I have decided to explore Ilrydia for a while. Though modernized, the people have fiercely retained their traditions and practices. The people here were welcoming and hospitable, and they seemed enthusiastic to assist in my studies. With a bit of luck, I may even be able to witness one of their celebrations.
Matteus walked across the metal slat pier leading from the hangar. It was built to imitate wooden bridges, and its railings detailed with cables mimicking vines entangled in orderly knotwork. The land itself was a marvel, the earth sculpted into gentle hills, and trees burst from the ground at every direction. He could hear birds calling out and echoing in the air, joined by the whisper of leaves shaking in the mild breeze.
The customs office ahead was built in harmony with its environment, right on top of a river next to a rocky waterfall for structure. It had the the added advantage of modern engineering, a wooden hut reinforced by steel, and the roof thatched with vine netting under a weather resistant polymer coating. It was cozy looking, like a cabin in a mountain resort.

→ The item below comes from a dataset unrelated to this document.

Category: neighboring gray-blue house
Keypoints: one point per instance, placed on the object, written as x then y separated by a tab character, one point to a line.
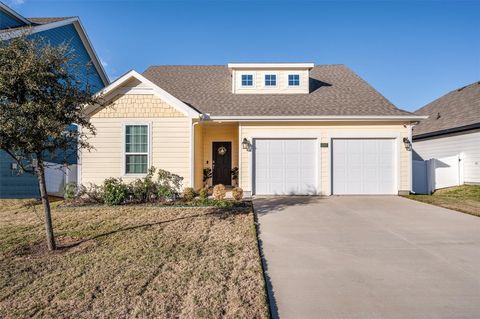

He parted a bell curtain and stepped into the doorway. The room looked similar to the wooden mimicking paths outside. Game trophies, mostly birds and fish, were displayed neatly in rows along the walls. The windows were vast, allowing visitors to have an excellent view of the lush greenery outside.
Despite the tinkle of bells, the officer inside remained sound asleep, combat-booted feet crossed on his desk and his wide brimmed brown leather hat over his face. Matteus looked around to see if anyone else occupied the office. Devoid of all other life, Matteus tried clearing his throat to gently coax the snoozer into reality. The officer only snored louder.
“Ehrm. Excuse me,” Matteus said in a soft tone.
“Nahh, I don’t like yer tea!” The man blurted as he jarred awake. He had a boisterous voice, with an unusual cloying nature.
He gave Matteus a shocked expression as he tried to comprehend the blue giant before him. He quickly bolted to his feet, composing himself as he cleared his throat.
“Scared the ha’veras out of me, lad!”
“I do apologize,” Matteus assured.
“’S me own fault. We don’t see travelers much. Especially ones from so far away. Welcome! What can I do for you?” The officer shook his hand vigorously and gestured for him to sit down.
“Well, I wondered if you would be willing to help me. My name is Matteus, and I am on a bit of an inspirational pilgrimage.”
“Yeah, I’ve hears of your like, artsy folk, something I can get behind, couldn’t make a living off of it though,” the officer commented. “What’s your specialty?”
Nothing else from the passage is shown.